Japan Geoscience Union Meeting 2025

Presentation information

[E] Oral

M (Multidisciplinary and Interdisciplinary) » M-GI General Geosciences, Information Geosciences & Simulations

[M-GI27] Data-driven approaches for weather and hydrological predictions

Thu. May 29, 2025 9:00 AM - 10:30 AM Exhibition Hall Special Setting (4) (Exhibition Hall 7&8, Makuhari Messe)
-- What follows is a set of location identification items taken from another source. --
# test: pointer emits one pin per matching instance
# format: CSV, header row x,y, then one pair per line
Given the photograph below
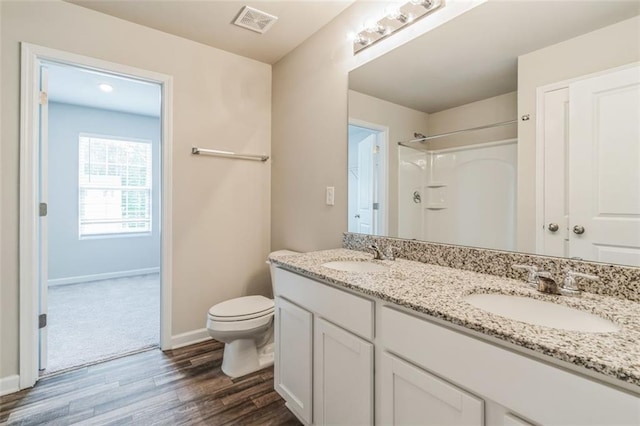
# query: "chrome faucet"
x,y
377,254
390,253
569,287
543,281
387,254
540,280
convener:Shunji Kotsuki(Center for Environmental Remote Sensing, Chiba University), Daisuke Hotta(Meteorological Research Institute), Yuki Yasuda(Institute of Science Tokyo), Thomas Sekiyama(Meteorological Research Institute), Chairperson:Yuki Yasuda(Institute of Science Tokyo)

9:00 AM - 9:15 AM

[MGI27-01] Global precipitation nowcasting with ConvLSTM and adversarial training

★Invited Papers

*Shigenori Otsuka1, Takemasa Miyoshi1 (1.RIKEN)
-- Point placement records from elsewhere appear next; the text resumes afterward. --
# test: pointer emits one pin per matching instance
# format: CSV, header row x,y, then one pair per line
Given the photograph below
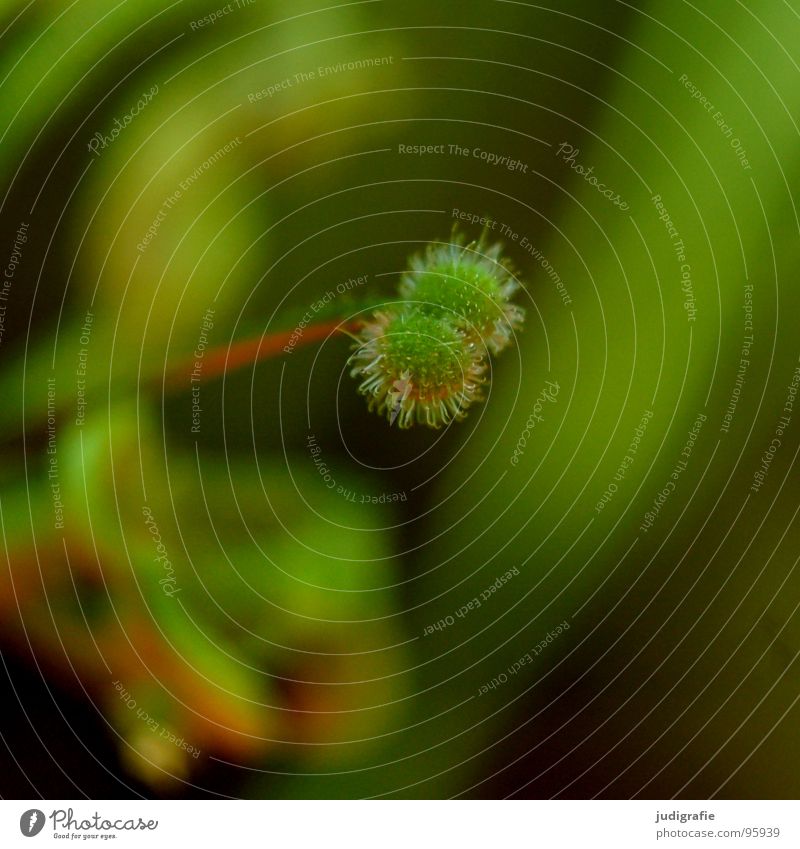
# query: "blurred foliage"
x,y
297,644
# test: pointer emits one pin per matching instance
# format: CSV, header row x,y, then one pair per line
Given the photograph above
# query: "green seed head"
x,y
472,284
423,360
417,367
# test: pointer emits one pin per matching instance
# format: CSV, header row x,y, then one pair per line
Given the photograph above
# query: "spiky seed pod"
x,y
473,284
417,367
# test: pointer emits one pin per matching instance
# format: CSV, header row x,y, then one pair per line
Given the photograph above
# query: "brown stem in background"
x,y
225,358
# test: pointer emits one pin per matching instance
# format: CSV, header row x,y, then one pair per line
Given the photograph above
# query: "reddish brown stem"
x,y
226,358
Keywords:precipitation nowcasting, deep learning, adversarial training

Precipitation nowcasting provides prediction of precipitation for a short time based on most recent precipitation image patterns observed by weather radars and meteorological satellites. Conventional precipitation nowcasting performs spatiotemporal extrapolation by tracking rain areas and moving them forward in time by an advection model. Recently, deep learning-based precipitation nowcasting is becoming more popular. Image processing capabilities of deep learning enable us to implement such nowcasting applications at relatively low cost. Some operational meteorological centers are already deploying their deep learning-based nowcasting systems. However, there are still issues such as a blurring effect. In this presentation, an experimental system for global precipitation nowcasting will be presented. Global Satellite Mapping of Precipitation (GSMaP) is a semi-global precipitation product by JAXA derived from mainly microwave and infrared satellite observations. Hourly updated precipitation distributions on a 0.1-deg-by-0.1-deg mesh are provided between 60S-60N. Here we trained a ConvLSTM-based model with the previous 24 images to generate the future 12 images, i.e., 12 hours lead time. To address the blurring problem, an adversarial training framework was adopted. The results indicated that the ConvLSTM-based model generally outperformed a conventional tracking-based nowcasting system.